The police have no idea. You’ve heard them on the TV and radio, you’ve seen them on the webcams, you’ve even seen them in real life. They’re so far from getting anywhere near the truth that you’re feeling invincible. You’ll be able to carry this on for ages. You’ve got three more lined up after tomorrow.

You wonder about your next choices. They’re all good ones; you’ve studied them for months on the webcams. You even know how you’ll go about luring each of them. You’ve even booked the meeting rooms in advance. But you’ve spotted the policewoman now. You wonder if there might be a way to have her join in the party. She is like
her
more so than all the others.

You’ll need to give it some thought.

You need to come up with a plan.

* * *

Jenny handed Brody a transparent evidence bag. As he examined its contents, he was conscious of Harry O’Reilly studying him intently. 
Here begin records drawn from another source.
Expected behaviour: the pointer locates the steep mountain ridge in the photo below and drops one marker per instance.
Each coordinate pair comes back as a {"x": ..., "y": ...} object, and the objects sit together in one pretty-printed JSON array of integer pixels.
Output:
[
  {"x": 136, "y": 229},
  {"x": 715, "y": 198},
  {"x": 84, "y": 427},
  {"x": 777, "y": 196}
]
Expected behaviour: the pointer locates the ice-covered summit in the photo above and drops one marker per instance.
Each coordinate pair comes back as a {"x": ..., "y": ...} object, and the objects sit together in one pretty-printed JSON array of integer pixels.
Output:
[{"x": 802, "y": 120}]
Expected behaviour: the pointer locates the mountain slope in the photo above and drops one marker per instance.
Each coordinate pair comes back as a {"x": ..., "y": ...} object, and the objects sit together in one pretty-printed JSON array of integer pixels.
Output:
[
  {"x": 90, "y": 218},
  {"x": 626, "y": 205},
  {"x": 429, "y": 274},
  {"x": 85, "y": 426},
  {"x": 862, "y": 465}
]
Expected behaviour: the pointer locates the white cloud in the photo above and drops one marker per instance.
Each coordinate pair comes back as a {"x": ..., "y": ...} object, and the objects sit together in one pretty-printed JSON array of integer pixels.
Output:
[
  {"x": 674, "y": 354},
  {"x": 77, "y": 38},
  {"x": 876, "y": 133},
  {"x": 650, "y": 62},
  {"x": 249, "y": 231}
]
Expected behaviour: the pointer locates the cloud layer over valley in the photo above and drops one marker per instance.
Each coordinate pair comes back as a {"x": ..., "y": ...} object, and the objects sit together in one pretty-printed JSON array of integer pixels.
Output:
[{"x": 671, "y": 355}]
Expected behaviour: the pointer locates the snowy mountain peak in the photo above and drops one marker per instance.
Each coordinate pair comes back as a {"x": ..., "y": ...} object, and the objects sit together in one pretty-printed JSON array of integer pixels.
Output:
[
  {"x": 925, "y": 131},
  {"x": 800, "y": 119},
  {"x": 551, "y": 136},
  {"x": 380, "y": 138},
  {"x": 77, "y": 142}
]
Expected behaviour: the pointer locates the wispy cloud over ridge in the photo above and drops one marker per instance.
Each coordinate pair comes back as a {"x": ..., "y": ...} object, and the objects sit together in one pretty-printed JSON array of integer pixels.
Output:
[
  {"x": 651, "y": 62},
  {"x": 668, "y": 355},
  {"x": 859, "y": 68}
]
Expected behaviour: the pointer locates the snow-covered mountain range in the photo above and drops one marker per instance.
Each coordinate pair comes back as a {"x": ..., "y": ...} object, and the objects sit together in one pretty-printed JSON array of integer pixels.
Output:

Brody had arrived at the address in Charlton a few minutes before, delighted that his Smart Car had come into its own once again, allowing him to squeeze into the smallest of parking spaces in the congested Victorian terraced road. Jenny had ushered him into the house, up the stairs to Anna Parker’s room and introduced him to O’Reilly, the police’s own IT specialist, and Kim Chang, the victim’s housemate and grieving best friend. She was now downstairs making some tea.

Brody focused on the evidence bag. It contained the remnants of a wall light. Shards of opaque white glass and bits of pink plastic from its housing littered the bottom of the bag, leaving the light’s main unit exposed. At its base, he could see what looked like a small black hole, the size of a ballpoint pen tip. He held it up and caught light reflecting from it and realised it wasn’t a hole but an incredibly small concave lens. Coloured wires, exposed from the light having been broken ran from below the bulb holder into the light’s housing at its rear. 

“This is really smart stuff,” he commented. He held the bag so that Jenny could see. “See these wires? My guess is that they run from the lens to the main controller. It must have a wireless transmitter within it to send the video feed to a nearby PC.”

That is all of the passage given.